Childbirth has the potential to exacerbate existing psychological symptoms, and increase the likelihood of new symptoms, in both parents. Although only a small number of studies on childbirth-related psychopathology have examined the reactions of fathers, their results have important implications for families. This study showed that in the year following childbirth, approximately 6% of fathers report symptoms of probable PTSD, and also report fear of childbirth after attending labour; the severity of these may be related to the type of labour that the father attended. These findings may have important implications at the practical level, with one option for change being the formulation of a clear, formal policy regarding the role of the father in the delivery room and the attitude of the staff to his presence, especially during emergency and elective caesarean procedures.

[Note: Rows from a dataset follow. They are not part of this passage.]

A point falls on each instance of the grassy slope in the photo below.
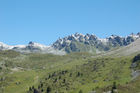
(36, 67)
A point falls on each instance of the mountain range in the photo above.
(76, 43)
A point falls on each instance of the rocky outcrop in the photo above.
(90, 42)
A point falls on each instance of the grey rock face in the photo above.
(90, 42)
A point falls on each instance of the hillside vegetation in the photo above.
(72, 73)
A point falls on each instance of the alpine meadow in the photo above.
(75, 46)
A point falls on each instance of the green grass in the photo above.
(33, 69)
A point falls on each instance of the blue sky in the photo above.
(44, 21)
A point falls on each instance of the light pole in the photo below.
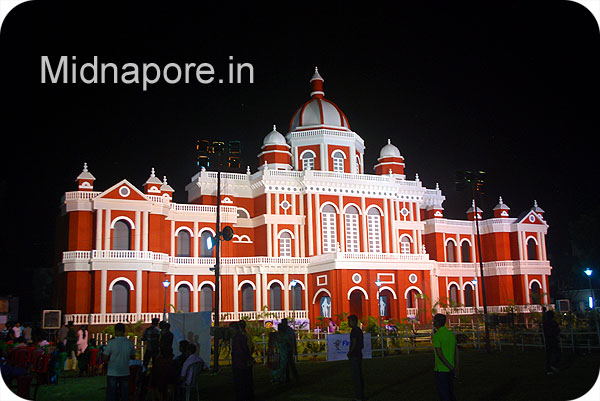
(293, 284)
(589, 272)
(476, 181)
(166, 284)
(378, 284)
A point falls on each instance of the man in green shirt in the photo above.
(446, 358)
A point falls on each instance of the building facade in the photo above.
(315, 235)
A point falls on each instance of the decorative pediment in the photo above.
(531, 217)
(123, 190)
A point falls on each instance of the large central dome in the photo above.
(319, 112)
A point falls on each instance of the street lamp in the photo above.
(476, 180)
(293, 284)
(378, 284)
(166, 284)
(589, 272)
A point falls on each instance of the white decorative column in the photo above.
(386, 227)
(107, 229)
(286, 293)
(138, 231)
(145, 230)
(236, 302)
(172, 292)
(196, 292)
(138, 292)
(309, 223)
(173, 238)
(258, 292)
(342, 239)
(318, 224)
(196, 240)
(103, 291)
(363, 215)
(98, 229)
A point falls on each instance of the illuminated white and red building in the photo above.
(313, 234)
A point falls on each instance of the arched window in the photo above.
(450, 251)
(242, 214)
(412, 299)
(308, 160)
(465, 252)
(275, 297)
(122, 236)
(285, 244)
(120, 297)
(531, 249)
(453, 294)
(535, 293)
(328, 228)
(338, 161)
(247, 298)
(468, 295)
(206, 297)
(351, 223)
(183, 243)
(374, 229)
(405, 244)
(204, 251)
(296, 297)
(325, 306)
(183, 298)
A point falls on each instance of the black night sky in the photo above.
(506, 87)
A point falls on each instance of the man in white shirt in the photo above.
(118, 352)
(186, 371)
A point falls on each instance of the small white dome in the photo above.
(274, 138)
(389, 150)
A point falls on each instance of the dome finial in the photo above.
(316, 83)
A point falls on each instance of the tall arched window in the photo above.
(405, 244)
(204, 251)
(247, 298)
(308, 160)
(328, 228)
(465, 252)
(535, 293)
(206, 298)
(338, 161)
(531, 249)
(122, 236)
(120, 297)
(296, 297)
(351, 223)
(183, 298)
(468, 295)
(450, 251)
(275, 297)
(453, 294)
(183, 243)
(374, 229)
(285, 244)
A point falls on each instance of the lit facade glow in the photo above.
(310, 216)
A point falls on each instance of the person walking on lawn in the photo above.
(446, 358)
(355, 357)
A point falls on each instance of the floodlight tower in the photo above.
(476, 180)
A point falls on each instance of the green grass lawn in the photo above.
(498, 376)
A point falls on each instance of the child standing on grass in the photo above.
(446, 358)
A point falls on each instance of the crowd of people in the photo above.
(160, 372)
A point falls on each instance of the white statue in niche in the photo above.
(325, 307)
(382, 306)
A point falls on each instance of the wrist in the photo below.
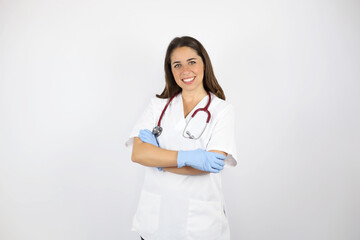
(181, 159)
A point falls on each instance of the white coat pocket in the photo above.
(206, 220)
(146, 220)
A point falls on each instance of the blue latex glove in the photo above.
(202, 160)
(146, 136)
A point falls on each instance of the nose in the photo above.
(186, 68)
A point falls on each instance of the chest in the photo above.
(176, 120)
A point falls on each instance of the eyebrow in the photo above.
(186, 60)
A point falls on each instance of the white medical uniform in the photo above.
(185, 207)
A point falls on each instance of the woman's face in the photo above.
(187, 68)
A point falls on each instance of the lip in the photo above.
(187, 83)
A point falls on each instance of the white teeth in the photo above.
(188, 79)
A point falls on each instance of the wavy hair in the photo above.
(209, 81)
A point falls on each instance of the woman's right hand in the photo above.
(202, 160)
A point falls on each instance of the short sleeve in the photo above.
(146, 121)
(223, 136)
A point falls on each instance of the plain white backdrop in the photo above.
(76, 75)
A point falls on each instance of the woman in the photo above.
(182, 196)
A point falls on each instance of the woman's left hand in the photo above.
(148, 137)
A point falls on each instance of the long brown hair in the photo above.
(210, 83)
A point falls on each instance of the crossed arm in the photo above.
(149, 155)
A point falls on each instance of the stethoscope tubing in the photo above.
(158, 129)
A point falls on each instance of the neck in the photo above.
(193, 96)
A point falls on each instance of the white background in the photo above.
(75, 75)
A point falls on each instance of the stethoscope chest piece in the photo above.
(157, 131)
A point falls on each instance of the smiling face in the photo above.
(188, 69)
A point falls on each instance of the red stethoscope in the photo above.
(186, 133)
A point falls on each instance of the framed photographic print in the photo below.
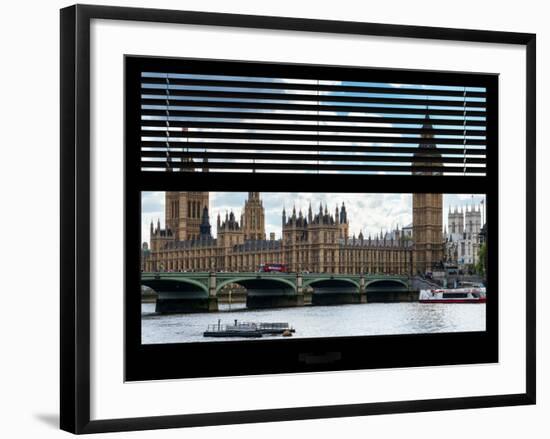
(305, 218)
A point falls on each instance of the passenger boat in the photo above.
(456, 295)
(248, 329)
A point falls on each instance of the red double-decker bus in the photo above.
(268, 268)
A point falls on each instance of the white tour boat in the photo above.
(456, 295)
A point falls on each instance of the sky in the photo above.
(156, 133)
(369, 213)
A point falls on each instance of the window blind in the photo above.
(215, 122)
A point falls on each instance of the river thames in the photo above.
(318, 321)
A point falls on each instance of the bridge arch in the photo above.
(258, 283)
(383, 284)
(186, 286)
(328, 282)
(389, 290)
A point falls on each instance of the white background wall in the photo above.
(29, 218)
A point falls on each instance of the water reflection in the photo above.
(320, 321)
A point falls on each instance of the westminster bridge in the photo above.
(198, 291)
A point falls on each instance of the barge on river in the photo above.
(248, 329)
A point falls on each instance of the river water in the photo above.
(318, 321)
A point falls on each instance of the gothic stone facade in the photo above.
(316, 242)
(463, 237)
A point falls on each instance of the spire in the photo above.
(205, 228)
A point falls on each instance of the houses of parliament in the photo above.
(312, 241)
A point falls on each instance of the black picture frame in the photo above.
(289, 355)
(75, 217)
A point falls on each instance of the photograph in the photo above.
(245, 265)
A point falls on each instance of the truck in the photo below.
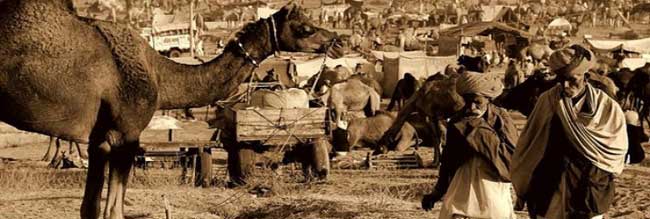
(171, 40)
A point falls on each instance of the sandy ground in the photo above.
(29, 190)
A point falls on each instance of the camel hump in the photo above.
(129, 52)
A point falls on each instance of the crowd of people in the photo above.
(562, 165)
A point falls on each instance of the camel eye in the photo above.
(306, 30)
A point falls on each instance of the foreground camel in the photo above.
(100, 83)
(436, 99)
(52, 153)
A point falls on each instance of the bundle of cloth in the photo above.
(280, 99)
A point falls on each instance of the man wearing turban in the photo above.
(475, 173)
(574, 142)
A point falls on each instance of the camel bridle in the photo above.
(275, 45)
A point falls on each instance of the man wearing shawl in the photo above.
(573, 144)
(475, 172)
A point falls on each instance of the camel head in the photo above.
(440, 98)
(296, 33)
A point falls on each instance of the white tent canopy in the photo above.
(560, 24)
(641, 46)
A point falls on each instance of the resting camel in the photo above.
(404, 89)
(538, 51)
(100, 83)
(351, 95)
(436, 99)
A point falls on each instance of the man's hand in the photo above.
(429, 200)
(520, 204)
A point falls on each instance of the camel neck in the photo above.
(183, 86)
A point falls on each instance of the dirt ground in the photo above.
(28, 189)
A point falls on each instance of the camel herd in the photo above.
(98, 83)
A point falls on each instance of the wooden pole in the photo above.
(205, 168)
(168, 209)
(192, 25)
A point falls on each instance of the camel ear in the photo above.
(375, 102)
(291, 8)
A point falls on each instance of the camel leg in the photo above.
(70, 148)
(48, 155)
(56, 152)
(120, 162)
(90, 207)
(82, 153)
(241, 164)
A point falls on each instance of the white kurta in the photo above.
(475, 192)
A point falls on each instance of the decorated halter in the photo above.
(275, 45)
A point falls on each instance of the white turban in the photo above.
(479, 83)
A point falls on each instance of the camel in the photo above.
(436, 100)
(99, 83)
(313, 169)
(351, 95)
(538, 51)
(404, 89)
(56, 142)
(368, 80)
(368, 132)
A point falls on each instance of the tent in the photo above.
(305, 69)
(509, 37)
(560, 24)
(641, 46)
(421, 66)
(265, 12)
(483, 28)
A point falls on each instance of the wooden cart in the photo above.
(255, 130)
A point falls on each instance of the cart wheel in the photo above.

The findings of this study highlight the importance of sharing information about the condition of the mother and the foetus by the medical staff. Many men feel helpless and confused about their role during labour (Hanson et al., Citation2009), which may later affect their mental state and their relationship with their partner and the newborn. Obtaining reliable information from the medical staff about the condition of their loved ones may reduce this level of fear.

These results suggest that in the same way as mothers are routinely assessed for symptoms postpartum, it is also important to assess fathers’ symptoms. Studies have demonstrated the impact of the parents’ mental state on their relationship, as well as on parent–baby bonding and baby development, and early detection is important. In addition, interventions that relieve or even prevent mothers’ PTSD related to childbirth (Taylor Miller et al., Citation2021) may also be relevant for fathers, and this aspect should be explored.

Disclosure statement

No potential conflict of interest was reported by the authors.

Data availability statement

The data that support the findings of this study are available on request from the corresponding author, SAF. The data are not publicly available owing to ethical committee restrictions.